We rounded a corner and came to an open glade. At one end of the clearing, stones had been stacked and fitted and a flow of water channeled to imitate a rocky waterfall. A stone bench sat to one side of the burbling font.
“Yet we melt silver and shape it,” said Dante, motioning me not to the bench, but to the ground in front of the font. “We alloy zinc and copper to make brass. We steep leaves in water to make tea.”

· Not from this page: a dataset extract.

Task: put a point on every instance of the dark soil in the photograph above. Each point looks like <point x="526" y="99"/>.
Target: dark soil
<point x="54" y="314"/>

Irritated at his condescending tone, I cleared away a litter of thorny branches and last year’s leaves and sat cross-legged on the cool ground like a child in village school. A rabbit scuttered through the underbrush to find a new hiding place. “I am not an idiot, mage. Such are blendings or reshaping, not fundamental alterations. Brass is but a variant formulation of the divine elements. The metalsmith has added spark, and the new metal’s properties—weight, mass, hardness, malleability—remain appropriate to the combined elements. It is not magic.”
“Just what I’d expect a squawking parrot to report. Sit knees together, close your eyes, and quiet your thoughts.”
Curiosity—and a determination to see through whatever conjury he planned—goaded me to obey. From beyond my eyelids came a shifting and scraping and a grunt of effort. Whatever I expected, it had naught to do with an anvil being set in my lap.
No, not an anvil, but one of the stones from the font.
The cool solidity weighed heavy on my knees.